In multivariate analysis, neurological symptoms on admission, arthralgia, and weight loss were strong independent predictors of increased mortality, all indicating systemic disease; the first two reflect disease progression with dissemination of infective emboli.

In contrast to other reports,14 ,32 congestive heart failure during infective endocarditis was not an independent risk factor in our study. One possible explanation for this is the relatively high percentage of patients treated surgically in our series. This has been reported to improve outcome in patients with significant congestive heart failure and to prevent this complication in others if they are operated on early in the course of the disease.33 ,34 However, owing to the retrospective design of the analysis, grading of congestive heart failure (for example by the New York Heart Association classification) was unreliable and was therefore not done.

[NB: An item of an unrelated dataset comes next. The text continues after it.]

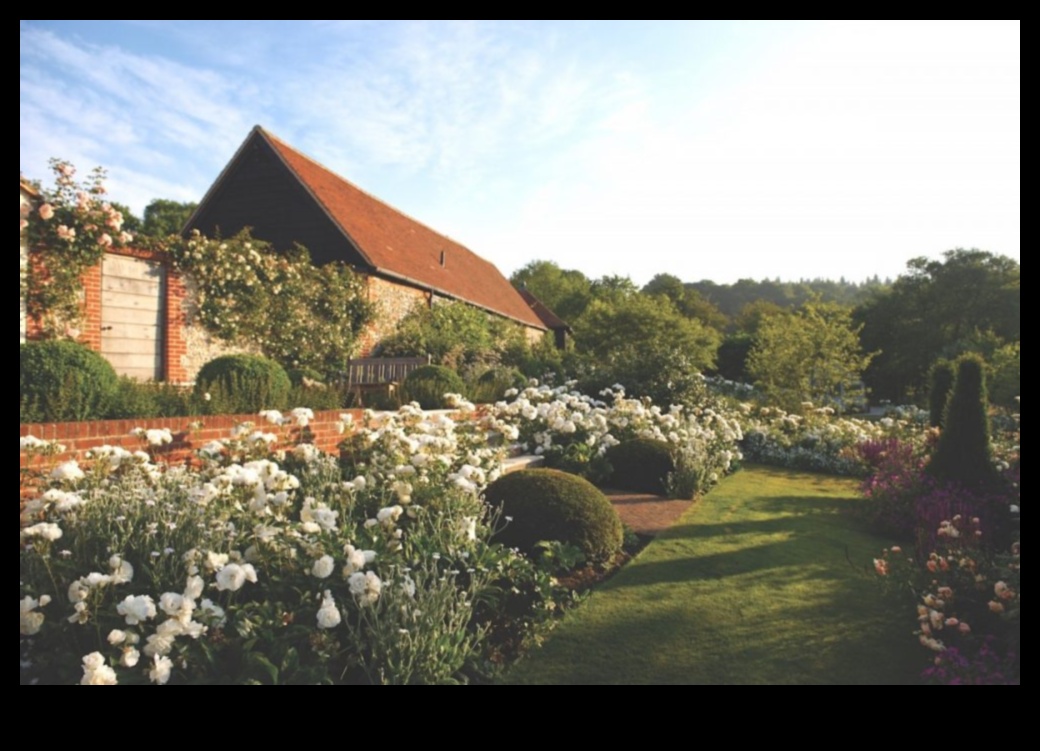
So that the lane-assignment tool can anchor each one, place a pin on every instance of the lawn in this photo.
(762, 581)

Independent factors for reduced mortality risk included a larger number of symptoms on admission and the presence of non-cardiac risk factors or underlying conditions—both presumably leading the treating physician to undertake a more rapid and vigorous investigation and to start treatment of the underlying disease earlier.


At our centre, the presentation and course of infective endocarditis have remained remarkably stable between 1980 and 1995. The introduction of new diagnostic tools (new imaging techniques, improved culture methods) has had no impact on outcome. Our study underscores the importance of early detection of infective endocarditis before dissemination, combined with rapid and aggressive treatment of patients in all age groups.